O como, en la que constituye quizás la única escena lírica de la cinta, la secuencia en que un oficial zarista manda traer las enfermeras del hospital y las hace bailar ante sí con trajes de fiesta... para inmediatamente enviarlas de vuelta al hospital, puesto que son reflejo de un mundo que ya no existe, un mundo al que, nosotros, espectadores de muchos decenios después, conocedores del resultado de la historia, sabemos que ese hombre no podrá volver jamás.

Heroísmo

Puede parece extraño que cierre esta crónica hablando del heroísmo. En ciertos momentos, como ya he apuntado, aparece fugazmente, para desaparecer inmediatamente, hasta que en los últimos instantes llena la pantalla y la película, en un efecto devastador, amplificado por esa misma ausencia en la hora y cuarto anterior.
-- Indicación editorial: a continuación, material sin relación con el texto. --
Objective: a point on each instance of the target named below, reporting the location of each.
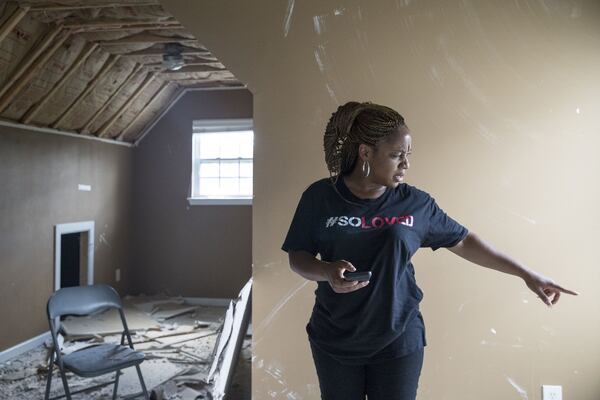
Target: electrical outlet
(551, 392)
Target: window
(222, 160)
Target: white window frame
(219, 125)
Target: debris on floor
(190, 351)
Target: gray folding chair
(94, 360)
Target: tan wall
(39, 174)
(502, 100)
(177, 248)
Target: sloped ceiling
(95, 67)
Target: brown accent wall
(181, 249)
(39, 177)
(502, 100)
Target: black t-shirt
(381, 320)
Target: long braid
(354, 123)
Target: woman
(367, 337)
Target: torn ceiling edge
(40, 129)
(176, 98)
(230, 341)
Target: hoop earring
(366, 168)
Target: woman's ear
(364, 152)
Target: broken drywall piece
(222, 340)
(170, 310)
(224, 370)
(149, 303)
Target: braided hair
(354, 123)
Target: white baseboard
(207, 301)
(23, 347)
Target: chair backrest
(82, 300)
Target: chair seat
(101, 359)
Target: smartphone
(357, 276)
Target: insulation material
(137, 106)
(63, 98)
(151, 112)
(92, 103)
(46, 77)
(136, 30)
(18, 43)
(122, 96)
(127, 13)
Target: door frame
(74, 227)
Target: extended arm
(474, 249)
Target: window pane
(209, 145)
(246, 169)
(246, 144)
(209, 186)
(229, 186)
(229, 145)
(215, 176)
(209, 169)
(230, 169)
(246, 186)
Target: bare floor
(179, 354)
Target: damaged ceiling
(98, 68)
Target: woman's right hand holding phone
(335, 276)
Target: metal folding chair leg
(49, 378)
(116, 385)
(63, 375)
(139, 371)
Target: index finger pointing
(566, 290)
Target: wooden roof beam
(49, 37)
(106, 23)
(187, 51)
(142, 38)
(32, 71)
(108, 124)
(12, 21)
(84, 55)
(110, 62)
(132, 27)
(144, 108)
(58, 7)
(193, 68)
(127, 80)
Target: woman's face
(389, 159)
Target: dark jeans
(395, 379)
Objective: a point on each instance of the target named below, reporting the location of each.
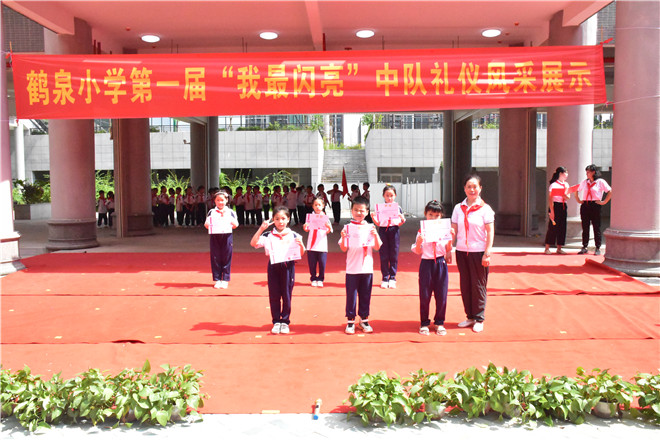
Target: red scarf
(466, 212)
(590, 196)
(365, 249)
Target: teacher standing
(473, 222)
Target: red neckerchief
(590, 196)
(466, 212)
(365, 249)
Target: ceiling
(234, 26)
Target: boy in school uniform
(359, 267)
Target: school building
(632, 79)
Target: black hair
(282, 208)
(470, 177)
(359, 200)
(389, 187)
(221, 192)
(433, 206)
(593, 168)
(556, 174)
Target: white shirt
(431, 250)
(598, 188)
(477, 220)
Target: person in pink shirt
(473, 222)
(359, 267)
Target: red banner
(137, 86)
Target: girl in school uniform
(590, 197)
(389, 234)
(317, 246)
(281, 276)
(220, 221)
(433, 274)
(473, 222)
(557, 211)
(265, 203)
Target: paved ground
(293, 426)
(335, 426)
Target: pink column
(9, 255)
(570, 128)
(633, 239)
(71, 146)
(132, 159)
(517, 162)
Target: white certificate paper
(286, 249)
(388, 213)
(434, 231)
(317, 221)
(360, 236)
(220, 224)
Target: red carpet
(69, 312)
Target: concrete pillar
(9, 254)
(517, 163)
(570, 128)
(71, 148)
(633, 239)
(132, 159)
(198, 157)
(462, 157)
(447, 160)
(19, 144)
(214, 152)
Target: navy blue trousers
(222, 249)
(314, 259)
(433, 281)
(336, 211)
(473, 280)
(389, 251)
(358, 287)
(281, 277)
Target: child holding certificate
(318, 225)
(433, 243)
(283, 246)
(220, 221)
(357, 240)
(388, 218)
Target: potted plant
(607, 394)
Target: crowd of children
(300, 205)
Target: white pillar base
(10, 260)
(636, 253)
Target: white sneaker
(364, 325)
(466, 323)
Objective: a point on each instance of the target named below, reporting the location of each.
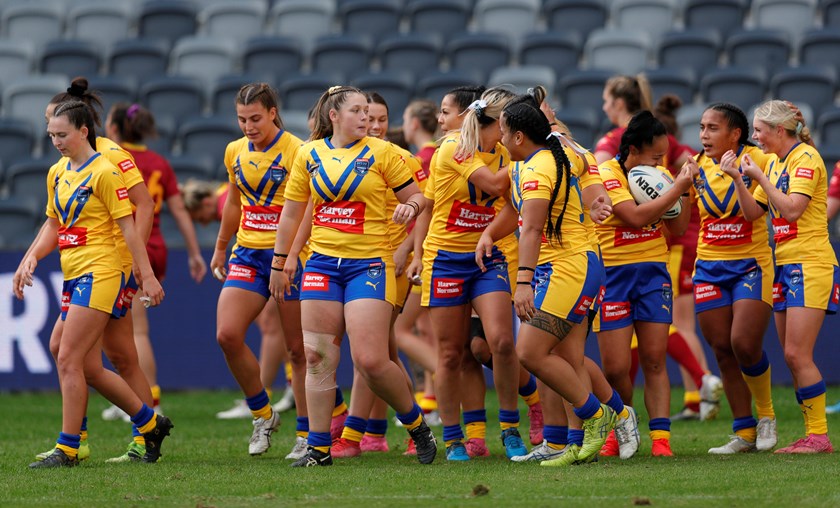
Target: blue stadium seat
(417, 53)
(173, 97)
(71, 58)
(479, 52)
(588, 15)
(769, 49)
(349, 55)
(814, 86)
(559, 50)
(443, 17)
(742, 86)
(723, 16)
(624, 52)
(698, 50)
(272, 57)
(167, 19)
(139, 58)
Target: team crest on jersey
(278, 173)
(361, 166)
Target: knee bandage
(320, 377)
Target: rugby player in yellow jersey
(806, 285)
(348, 283)
(86, 198)
(257, 166)
(733, 276)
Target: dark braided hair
(523, 114)
(641, 131)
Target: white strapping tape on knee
(321, 377)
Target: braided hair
(641, 131)
(523, 114)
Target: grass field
(206, 464)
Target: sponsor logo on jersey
(346, 216)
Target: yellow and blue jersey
(801, 171)
(86, 202)
(260, 177)
(349, 187)
(622, 244)
(724, 233)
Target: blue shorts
(811, 285)
(453, 278)
(100, 291)
(344, 280)
(636, 292)
(720, 283)
(250, 269)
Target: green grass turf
(206, 463)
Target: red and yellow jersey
(801, 171)
(535, 178)
(86, 202)
(349, 187)
(724, 233)
(622, 244)
(461, 210)
(260, 177)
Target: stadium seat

Sin embargo, este heroísmo es de otra calidad, de otra materia, al que nos tienen acostumbrados en el cine “normal”. El heroísmo con que finaliza la película de Jancksó es el heroísmo real. El que rompe los esquemas mentales de aquél que lo presencia y le conmueve profundamente, simplemente porque no tiene ningún sentido ni admite explicación, puesto que de esas acciones heroicas no va a derivarse nada, ni conseguirse nada, mucho menos la victoria. Un heroísmo que se lleva a cabo simplemente porque se sabe única vía que queda cuando se tiene la certeza de la muerte, y se convierte en la única forma decente de enfrentarse a ella.
Y así, sin esperanzas, sin uniformes, cantando la internacional, los supervivientes de la unidad del ejército rojo marchan al encuentro del enemigo que les supera en número, sabedores de que ninguno habrá de sobrevivir al combate.